Compare with a supervised similarity model
Finally, we close this article by comparing the similarity model we trained in an unsupervised way, to a supervised similarity model trained on several labeled sentence similarity datasets like the AllNLI dataset.
We pick the paraphrase-distilroberta-base-v2
model, which has the same underlying transformer architecture as our model and is available in the sentence-transformers repository.

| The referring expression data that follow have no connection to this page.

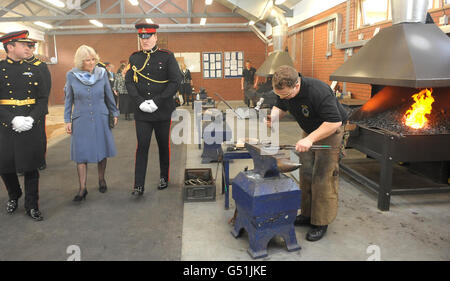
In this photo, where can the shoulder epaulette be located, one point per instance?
(166, 51)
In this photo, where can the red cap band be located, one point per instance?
(146, 30)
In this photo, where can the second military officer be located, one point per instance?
(23, 104)
(152, 82)
(47, 79)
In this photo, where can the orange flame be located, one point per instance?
(415, 116)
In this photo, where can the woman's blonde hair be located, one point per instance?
(82, 53)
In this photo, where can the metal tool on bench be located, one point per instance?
(227, 104)
(266, 201)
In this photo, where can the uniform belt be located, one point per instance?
(17, 102)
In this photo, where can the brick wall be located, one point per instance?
(313, 62)
(116, 47)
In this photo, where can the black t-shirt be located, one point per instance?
(315, 104)
(249, 75)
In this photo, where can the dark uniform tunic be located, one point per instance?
(319, 173)
(47, 79)
(186, 88)
(155, 75)
(21, 152)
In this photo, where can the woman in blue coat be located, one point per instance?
(88, 90)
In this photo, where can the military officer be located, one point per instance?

And again, we repeat the steps from above to measure the performance of the model.
model = SentenceTransformer('paraphrase-distilroberta-base-v2')
para_review_encodings = model.encode(reviews)
mapper = umap.UMAP().fit(cse_review_encodings)
p = umap.plot.points(mapper, labels=data.Cat1)
umap.plot.show(p)
umap_embs = mapper.transform(cse_review_encodings)
clusterer = hdbscan.HDBSCAN(min_samples=10, min_cluster_size=1000, prediction_data=True).fit(umap_embs)
soft_clusters = hdbscan.all_points_membership_vectors(clusterer)
cluster_labels = [np.argmax(x) for x in soft_clusters]
p = umap.plot.points(mapper, labels=np.array(cluster_labels))
umap.plot.show(p)
The model is also able to capture quite some structure of the dataset as it looks. Let’s check the V-measure.
v_score = v_measure_score(data.Cat1, cluster_labels)
0.38
Also, much better that the baseline and on par with the unsupervised SimCSE training method.
Conclusion
In this article, you learned, how to use the SimCSE method to learn good sentence representations in an unsupervised way. This offers a potent method for fine-tuning models for text retrieval, topic modelling and zero shot classification. Apart from that, I showed you a method to assess the performance of sentence similarity methods in a visual and quantitative way. Let me know how you applied the method and how it worked for you!